To optimize my social media for a feeling of deep connection, I had to do something I have resisted for years: unfollow people. In some ways, this has been an arduous process.
So much of being on social media is about wanting to be liked. To hope that others care about what you share, and that in the process, you get to validate the work of others. To unfollow someone feels like the antithesis of all of these things.
As I considered this, I looked around at others. Hmmm. Brené Brown has 3.3 million followers on Instagram, yet she only follows 537 accounts. Brit Bennet has 28,000 followers, and only follows 427 people. Alyne Tamir has 328,000 followers and only follows 337 people. Maybe it was okay to follow fewer people so that I can engage more.
So, I started unfollowing people. This was so difficult. I’ve spent months on this process, slowly unfollowing people in small batches. I started first with big brand accounts. Then to people who didn’t seem to update at all. Then to people whose I couldn’t remember why I followed them.

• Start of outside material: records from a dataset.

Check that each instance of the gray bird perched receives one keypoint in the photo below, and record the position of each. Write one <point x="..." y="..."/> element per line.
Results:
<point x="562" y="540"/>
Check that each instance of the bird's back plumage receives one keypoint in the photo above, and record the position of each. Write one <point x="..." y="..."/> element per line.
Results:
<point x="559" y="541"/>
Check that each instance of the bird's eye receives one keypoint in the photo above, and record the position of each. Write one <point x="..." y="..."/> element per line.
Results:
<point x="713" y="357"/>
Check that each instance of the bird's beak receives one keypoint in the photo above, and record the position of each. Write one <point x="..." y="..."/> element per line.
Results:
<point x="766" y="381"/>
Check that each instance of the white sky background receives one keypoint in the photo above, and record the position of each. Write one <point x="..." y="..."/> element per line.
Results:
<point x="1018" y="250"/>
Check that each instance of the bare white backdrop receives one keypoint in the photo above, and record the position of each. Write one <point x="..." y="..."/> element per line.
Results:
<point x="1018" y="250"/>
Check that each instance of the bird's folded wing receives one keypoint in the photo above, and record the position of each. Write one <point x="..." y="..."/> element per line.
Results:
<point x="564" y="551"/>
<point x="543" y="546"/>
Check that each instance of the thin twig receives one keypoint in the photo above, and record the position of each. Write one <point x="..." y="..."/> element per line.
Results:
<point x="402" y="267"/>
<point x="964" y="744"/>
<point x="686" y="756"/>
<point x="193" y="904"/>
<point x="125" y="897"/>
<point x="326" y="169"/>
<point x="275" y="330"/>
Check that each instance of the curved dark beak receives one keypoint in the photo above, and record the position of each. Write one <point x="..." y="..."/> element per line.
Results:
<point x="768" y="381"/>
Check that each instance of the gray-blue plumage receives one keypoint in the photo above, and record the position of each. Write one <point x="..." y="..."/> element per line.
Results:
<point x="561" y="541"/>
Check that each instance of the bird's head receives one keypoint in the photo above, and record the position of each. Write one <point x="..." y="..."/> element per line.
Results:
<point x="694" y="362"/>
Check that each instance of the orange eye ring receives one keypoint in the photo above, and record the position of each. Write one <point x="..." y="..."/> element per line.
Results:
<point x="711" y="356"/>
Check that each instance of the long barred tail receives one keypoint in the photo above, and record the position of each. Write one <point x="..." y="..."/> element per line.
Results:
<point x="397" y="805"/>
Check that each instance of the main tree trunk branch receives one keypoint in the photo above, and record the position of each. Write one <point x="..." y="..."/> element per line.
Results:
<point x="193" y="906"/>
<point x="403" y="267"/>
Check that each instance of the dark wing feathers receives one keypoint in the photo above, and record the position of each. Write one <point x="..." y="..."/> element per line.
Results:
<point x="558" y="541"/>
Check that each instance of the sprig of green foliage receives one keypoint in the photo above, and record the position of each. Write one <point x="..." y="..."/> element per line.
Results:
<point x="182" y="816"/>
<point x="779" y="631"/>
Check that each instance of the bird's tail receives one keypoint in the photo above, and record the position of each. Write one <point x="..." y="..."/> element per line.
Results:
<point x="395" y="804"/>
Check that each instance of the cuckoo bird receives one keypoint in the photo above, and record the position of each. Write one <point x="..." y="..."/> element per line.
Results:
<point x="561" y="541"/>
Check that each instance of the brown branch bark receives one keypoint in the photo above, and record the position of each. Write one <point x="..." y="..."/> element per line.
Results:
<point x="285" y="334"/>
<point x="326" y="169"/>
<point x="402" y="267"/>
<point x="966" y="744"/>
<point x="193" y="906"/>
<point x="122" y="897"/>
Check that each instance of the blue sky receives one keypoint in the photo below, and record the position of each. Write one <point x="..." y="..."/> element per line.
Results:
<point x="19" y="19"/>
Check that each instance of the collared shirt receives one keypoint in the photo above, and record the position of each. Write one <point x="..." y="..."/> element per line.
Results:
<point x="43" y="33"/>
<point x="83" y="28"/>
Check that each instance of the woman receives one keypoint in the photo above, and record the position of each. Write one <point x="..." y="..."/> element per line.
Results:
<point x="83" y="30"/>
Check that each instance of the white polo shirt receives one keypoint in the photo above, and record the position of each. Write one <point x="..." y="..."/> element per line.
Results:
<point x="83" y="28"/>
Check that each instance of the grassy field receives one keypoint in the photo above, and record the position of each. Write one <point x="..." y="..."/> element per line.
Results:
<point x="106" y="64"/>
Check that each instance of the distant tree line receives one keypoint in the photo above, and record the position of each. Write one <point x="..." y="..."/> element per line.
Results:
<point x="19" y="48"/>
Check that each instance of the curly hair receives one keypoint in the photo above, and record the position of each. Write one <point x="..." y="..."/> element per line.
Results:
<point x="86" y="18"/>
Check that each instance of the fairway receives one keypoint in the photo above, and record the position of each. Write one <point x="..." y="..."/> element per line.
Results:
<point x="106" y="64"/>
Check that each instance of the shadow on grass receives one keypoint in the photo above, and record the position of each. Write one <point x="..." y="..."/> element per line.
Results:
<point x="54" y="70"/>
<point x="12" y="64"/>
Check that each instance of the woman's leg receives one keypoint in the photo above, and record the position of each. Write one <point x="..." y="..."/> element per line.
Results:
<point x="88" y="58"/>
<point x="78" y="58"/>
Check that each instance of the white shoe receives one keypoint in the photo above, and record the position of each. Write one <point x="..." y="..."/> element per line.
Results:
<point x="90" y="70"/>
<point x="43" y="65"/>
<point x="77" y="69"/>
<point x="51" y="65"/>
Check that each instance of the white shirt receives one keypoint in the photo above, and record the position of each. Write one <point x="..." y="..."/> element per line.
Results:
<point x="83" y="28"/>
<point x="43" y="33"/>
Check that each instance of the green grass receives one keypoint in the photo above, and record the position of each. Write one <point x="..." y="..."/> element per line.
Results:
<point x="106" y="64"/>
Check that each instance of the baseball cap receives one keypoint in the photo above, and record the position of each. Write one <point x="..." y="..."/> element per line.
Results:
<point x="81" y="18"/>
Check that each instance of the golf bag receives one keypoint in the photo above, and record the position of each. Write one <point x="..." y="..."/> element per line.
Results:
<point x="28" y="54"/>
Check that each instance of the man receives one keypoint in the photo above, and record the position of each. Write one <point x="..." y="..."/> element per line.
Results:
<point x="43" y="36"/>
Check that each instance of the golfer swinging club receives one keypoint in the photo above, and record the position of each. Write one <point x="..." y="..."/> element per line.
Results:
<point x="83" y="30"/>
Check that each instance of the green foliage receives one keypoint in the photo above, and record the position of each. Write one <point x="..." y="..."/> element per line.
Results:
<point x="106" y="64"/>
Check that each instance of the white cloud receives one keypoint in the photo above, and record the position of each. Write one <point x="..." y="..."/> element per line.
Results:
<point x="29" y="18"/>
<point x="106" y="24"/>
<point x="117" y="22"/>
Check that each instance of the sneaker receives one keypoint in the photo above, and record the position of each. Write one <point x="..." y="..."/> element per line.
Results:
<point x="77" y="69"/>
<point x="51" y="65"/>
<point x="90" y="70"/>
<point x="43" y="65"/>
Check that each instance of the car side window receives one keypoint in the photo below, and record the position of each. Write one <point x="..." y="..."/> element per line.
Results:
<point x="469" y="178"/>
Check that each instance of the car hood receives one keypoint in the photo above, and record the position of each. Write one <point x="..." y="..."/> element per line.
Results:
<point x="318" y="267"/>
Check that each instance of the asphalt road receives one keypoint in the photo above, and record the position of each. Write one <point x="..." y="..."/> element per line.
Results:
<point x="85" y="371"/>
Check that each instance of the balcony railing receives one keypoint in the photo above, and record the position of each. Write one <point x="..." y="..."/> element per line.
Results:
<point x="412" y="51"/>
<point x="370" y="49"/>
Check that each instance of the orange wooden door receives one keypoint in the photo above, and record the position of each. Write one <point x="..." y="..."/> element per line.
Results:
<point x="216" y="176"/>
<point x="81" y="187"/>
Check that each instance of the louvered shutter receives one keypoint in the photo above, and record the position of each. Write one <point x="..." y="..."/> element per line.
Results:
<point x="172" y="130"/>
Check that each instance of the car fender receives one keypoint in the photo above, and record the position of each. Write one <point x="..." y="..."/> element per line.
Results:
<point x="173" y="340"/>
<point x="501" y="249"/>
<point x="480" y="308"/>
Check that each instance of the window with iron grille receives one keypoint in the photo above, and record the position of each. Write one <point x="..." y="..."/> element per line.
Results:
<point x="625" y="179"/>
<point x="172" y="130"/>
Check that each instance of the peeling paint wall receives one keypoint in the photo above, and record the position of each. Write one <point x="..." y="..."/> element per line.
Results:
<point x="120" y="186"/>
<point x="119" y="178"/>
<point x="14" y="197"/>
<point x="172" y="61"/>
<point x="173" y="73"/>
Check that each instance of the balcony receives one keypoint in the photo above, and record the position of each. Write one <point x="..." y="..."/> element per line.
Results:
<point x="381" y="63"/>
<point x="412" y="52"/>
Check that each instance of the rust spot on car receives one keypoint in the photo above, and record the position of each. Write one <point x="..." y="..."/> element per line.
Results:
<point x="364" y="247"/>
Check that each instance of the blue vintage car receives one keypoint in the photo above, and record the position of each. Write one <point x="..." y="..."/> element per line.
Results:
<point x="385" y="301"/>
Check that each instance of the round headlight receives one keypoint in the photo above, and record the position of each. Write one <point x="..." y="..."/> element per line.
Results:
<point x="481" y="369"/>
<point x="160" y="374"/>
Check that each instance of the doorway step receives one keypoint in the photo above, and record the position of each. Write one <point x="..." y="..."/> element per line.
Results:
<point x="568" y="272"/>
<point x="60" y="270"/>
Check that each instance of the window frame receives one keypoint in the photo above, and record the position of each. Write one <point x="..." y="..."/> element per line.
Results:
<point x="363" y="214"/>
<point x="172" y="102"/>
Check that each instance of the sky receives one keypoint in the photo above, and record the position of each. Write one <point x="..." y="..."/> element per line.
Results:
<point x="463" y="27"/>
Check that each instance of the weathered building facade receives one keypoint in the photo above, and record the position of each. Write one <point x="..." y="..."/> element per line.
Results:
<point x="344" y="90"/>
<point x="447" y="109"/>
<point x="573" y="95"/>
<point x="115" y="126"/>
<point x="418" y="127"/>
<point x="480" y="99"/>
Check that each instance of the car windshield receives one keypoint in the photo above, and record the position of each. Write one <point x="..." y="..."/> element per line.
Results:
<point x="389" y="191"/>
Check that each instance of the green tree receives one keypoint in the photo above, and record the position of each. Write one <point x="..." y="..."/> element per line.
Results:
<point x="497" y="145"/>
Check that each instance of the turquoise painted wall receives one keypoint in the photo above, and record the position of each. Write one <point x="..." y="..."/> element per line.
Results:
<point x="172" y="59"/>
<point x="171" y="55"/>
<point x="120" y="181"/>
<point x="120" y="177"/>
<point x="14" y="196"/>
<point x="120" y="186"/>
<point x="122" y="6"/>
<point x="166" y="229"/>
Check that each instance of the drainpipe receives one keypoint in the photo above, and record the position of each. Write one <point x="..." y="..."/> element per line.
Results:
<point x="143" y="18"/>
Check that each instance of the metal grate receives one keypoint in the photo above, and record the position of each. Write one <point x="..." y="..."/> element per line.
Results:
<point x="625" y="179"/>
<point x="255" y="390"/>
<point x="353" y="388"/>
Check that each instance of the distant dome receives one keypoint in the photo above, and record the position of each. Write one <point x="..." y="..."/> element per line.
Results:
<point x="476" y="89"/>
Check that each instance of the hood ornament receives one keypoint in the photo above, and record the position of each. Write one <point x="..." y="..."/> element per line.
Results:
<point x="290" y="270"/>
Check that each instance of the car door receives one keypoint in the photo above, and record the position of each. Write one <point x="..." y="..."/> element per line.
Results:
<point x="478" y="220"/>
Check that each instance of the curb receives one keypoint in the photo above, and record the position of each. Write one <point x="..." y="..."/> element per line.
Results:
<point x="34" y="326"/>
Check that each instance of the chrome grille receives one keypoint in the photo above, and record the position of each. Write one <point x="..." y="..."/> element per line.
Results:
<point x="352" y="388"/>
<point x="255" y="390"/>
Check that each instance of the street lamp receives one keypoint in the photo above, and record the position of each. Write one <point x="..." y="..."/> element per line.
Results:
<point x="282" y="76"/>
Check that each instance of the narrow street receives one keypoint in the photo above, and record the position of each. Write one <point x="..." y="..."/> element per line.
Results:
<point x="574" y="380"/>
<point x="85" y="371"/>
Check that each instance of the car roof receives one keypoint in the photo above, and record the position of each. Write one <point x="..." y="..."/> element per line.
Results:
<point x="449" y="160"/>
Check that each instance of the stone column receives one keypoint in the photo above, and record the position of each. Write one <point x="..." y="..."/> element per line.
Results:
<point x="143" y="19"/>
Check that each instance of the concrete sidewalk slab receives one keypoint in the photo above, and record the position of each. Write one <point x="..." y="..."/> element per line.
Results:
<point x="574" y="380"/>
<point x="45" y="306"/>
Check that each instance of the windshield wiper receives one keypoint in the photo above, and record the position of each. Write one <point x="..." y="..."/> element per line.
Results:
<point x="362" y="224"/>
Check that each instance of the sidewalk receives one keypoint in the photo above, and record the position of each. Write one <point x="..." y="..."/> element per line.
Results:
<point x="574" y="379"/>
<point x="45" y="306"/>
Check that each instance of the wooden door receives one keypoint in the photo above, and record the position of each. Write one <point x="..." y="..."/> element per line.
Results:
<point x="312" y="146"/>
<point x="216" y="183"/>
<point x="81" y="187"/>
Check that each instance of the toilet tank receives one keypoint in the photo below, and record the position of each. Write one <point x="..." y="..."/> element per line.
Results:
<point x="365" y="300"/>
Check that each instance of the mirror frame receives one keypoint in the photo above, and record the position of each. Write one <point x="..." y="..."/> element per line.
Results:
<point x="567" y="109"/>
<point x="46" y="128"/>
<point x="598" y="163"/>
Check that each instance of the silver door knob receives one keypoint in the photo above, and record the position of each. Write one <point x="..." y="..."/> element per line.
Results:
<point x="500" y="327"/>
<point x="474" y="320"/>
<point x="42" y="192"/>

But then, it got more difficult. People who I recognized and knew and liked. Now, this doesn’t mean they aren’t wonderful people, sharing great stuff! They are.
I kept reminding myself of my goal: to fill my days with a deep sense of connection. And I can’t do that following 1,000 people. Too often, I scroll through Instagram or Twitter and don’t click “like” or leave a comment because there is simply too much to engage with. I want that to change.
With each person, I worried that the moment I clicked “unfollow” that they would be alerted to it. They would be offended by it. Deeply. That they would feel attacked or dismissed. That they would wonder what they did to cause such an extreme action. They would reconsider why they liked me, and my intentions. They would talk badly about me.
As I went through this process, again and again something funny would happen. I would hesitate over the “unfollow” button, with all of my fears, then click it. Then I would realize, “Oh, they don’t even follow me.” That didn’t bother me. Instead it was a reminder that while I was worried they would be offended that I chose to unfollow them, they were already being intentional about where they put their own focus and intention. They can’t follow everyone either. That was very freeing.
This process of unfollowing got more complicated as I unfollowed more people. Choosing to unfollow them is not to meant to remove them from my life, but simply to not clutter my feed. I kept reminding myself that social media is not reality. These relationships and connections do not solely exist on a social network.
Doing it in batches helped. If I just unfollowed one person, I feared it would look like I was targeting them. But if I unfollowed 10 at a time, it was a reminder that none of this was personal.
This is one of the strange ways that social media can come to feel suffocating. When you feel you have no control over your experience of it. But for me to fill my day with creative intention, then I need be able to choose my focus. This social media reset is not a rejection of anything, it is quite the opposite. I want my connection to others to be filled with intention. With energy. With more direct engagement, and less obligation. To open a social network and have it feel calm, manageable, and inspiring.
I’m curious: have you felt the need for more intention in putting creativity first, or connecting with others with more intention? If so, tell me about why this is challenging for you, or solutions you have found that are working.